First it was lambada , then it was bolero , then bachata .
Now it is the turn for vallenato , the music that all of a sudden every Latin music fan seems to know . . . and love.
Before 1993, vallenato was known only to Colombians--just older Colombians, for that matter--and the music was considered a low-class folk genre for the masses.
Then one simple thing changed all that: A young, sexy soap opera and movie star got into the music business and eventually became a sensation by taking vallenato not only to the Colombian mainstream, but throughout South America.
That star is Carlos Vives, who--while keeping his status as a heartthrob--virtually overnight became a legitimate artistic force in Latin music, joining the likes of Juan Luis Guerra and Ruben Blades among the few who can sell records without compromising their musical integrity.
In fact, nowadays only Dominican performer Guerra enjoys more respect than Vives, who has sold more than a million copies of his 1993 “Clasicos de la Provincia” (Classics From the Province) album, a memorable compilation of popular vallenato songs, the folkloric music of Colombia’s west coast. With that boost, vallenato is now a household name in Latin America and among Latinos in major cities across the United States.
“I’m extremely happy for him, I really love what he does,” Panamanian salsa star Blades said. “He single-handedly was able to take vallenato out of Colombia in an accessible but challenging manner. For that alone, he deserves all the success he is having.”
After recording two forgettable pop ballad albums in the late ‘80s, the 33-year-old Vives--who plays the Universal Amphitheatre on Saturday and Sunday--starred in the 1990 soap opera “Escalona,” a successful series based on the life of legendary vallenato composer Rafael Escalona. Vives released two albums of music he recorded for the series’ soundtrack and, helped by the program’s popularity, the records sold well even among Colombian youth, who are usually more interested in English-language rock and Latin romantic balladeers than their native music. “Despite the success of those two first albums, we knew we had to make some changes in order to attract a wider audience,” Vives said in a recent phone interview. “I knew my pop and rock roots could be used in the service of vallenato, so I decided to do something unique.”

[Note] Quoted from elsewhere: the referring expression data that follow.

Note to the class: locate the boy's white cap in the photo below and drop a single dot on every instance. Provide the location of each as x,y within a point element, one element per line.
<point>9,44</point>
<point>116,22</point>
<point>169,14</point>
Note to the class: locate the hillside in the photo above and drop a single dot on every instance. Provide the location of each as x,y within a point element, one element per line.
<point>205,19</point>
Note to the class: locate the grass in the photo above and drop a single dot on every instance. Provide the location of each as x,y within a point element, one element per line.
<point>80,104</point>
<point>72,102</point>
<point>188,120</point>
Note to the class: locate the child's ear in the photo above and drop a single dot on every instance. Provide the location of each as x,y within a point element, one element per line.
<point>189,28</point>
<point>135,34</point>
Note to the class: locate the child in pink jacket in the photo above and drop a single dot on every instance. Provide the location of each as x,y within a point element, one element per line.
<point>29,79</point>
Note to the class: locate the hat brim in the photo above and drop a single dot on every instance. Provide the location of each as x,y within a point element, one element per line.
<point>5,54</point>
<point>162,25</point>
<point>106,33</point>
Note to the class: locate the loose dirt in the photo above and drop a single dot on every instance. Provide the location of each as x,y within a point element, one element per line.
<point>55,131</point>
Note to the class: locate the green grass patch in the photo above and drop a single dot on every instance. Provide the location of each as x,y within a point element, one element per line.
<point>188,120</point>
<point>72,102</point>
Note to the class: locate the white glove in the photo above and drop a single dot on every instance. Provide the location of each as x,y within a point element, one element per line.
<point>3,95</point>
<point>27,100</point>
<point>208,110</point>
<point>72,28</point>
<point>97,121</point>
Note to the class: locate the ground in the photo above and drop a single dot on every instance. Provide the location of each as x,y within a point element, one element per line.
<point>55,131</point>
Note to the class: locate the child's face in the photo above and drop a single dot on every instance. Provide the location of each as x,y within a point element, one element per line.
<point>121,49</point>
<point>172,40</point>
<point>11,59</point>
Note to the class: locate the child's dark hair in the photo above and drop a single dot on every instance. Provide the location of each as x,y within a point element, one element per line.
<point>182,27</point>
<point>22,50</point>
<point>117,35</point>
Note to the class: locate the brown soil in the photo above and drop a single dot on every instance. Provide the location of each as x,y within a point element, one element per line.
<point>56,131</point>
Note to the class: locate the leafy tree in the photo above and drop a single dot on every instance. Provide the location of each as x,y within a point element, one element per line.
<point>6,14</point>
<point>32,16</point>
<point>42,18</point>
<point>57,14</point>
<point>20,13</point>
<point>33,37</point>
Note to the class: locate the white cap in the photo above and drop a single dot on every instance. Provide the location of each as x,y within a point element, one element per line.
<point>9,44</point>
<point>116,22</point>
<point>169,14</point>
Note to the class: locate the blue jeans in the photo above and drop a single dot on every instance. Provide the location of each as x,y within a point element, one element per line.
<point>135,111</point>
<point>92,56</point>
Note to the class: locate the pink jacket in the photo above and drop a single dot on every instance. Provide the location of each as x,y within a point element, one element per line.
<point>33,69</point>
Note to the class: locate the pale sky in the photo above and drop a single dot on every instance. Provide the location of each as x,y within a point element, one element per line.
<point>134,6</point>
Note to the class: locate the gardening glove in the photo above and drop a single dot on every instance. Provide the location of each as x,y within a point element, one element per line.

Vives recruited musicians who shared his views, forming his band, La Provincia, and recording “Clasicos de la Provincia,” which has sold 1.6 million copies worldwide, including 600,000 copies in the first three months in Colombia alone. Their second vallenato album, “La tierra del olvido” (Land of Oblivion), released worldwide this month, has already sold 280,000 copies, an impressive achievement in the U.S. Latin maret.
While keeping the music’s traditional accordion, tambora and indigenous instruments like the guacharaca-- a flute that imitates the sound of a bird of the same name found in Santa Marta--Vives’ versions faithfully maintain the cumbia-like rhythmic pulse, melodic simplicity and poetic beauty of vallenato . He also adds sophisticated pop arrangements and female choruses--unheard of in pure vallenato .
But Vives’ music is also the product of a considerable dose of rock en espan~ol, perhaps the greatest factor for his uniqueness.
“I have no problem in acknowledging Argentine rock as another big school for me,” said Vives , who inevitably attracted a good number of rockero followers, with some rock en espan~ol clubs in Los Angeles regularly playing his music.
Some traditionalists predictably dismiss Vives as a commercial concoction who is unrepresentative of real vallenato, an opinion Vives doesn’t dispute.
“I never claimed to be doing pure vallenato, " said Vives, who believes that despite his alterations, the lyrics and spirit of the songs remain unchanged.
Vives points to the presence of musician Egidio Cuadrado, a legendary figure in vallenato , saying the accordionist “validates my music, but the most important card I have is the smile of those legendary composers who, because of my good sales, now receive big checks for their songs after years of poverty and anonymity. And they don’t complain.”
Vives wants to gradually record more songs of his own, not necessarily vallenato .
“I don’t know what I will do in the future, but I know it will be difficult for me not to sing about Santa Marta,” said Vives, whose province suffers from environmental problems and guerrilla-related violence.
But while accepting his country’s problems, he also takes advantage of his popularity to combat the common depiction of Colombia as a hellish place to live.
“This is more than a labor of love,” he said. “This is my humble attempt to show the world that, despite all of our problems, Colombia is a very beautiful country. My main goal is to share with everyone that I come from a country that is made up of warm people who sing, dance and create beautiful music.”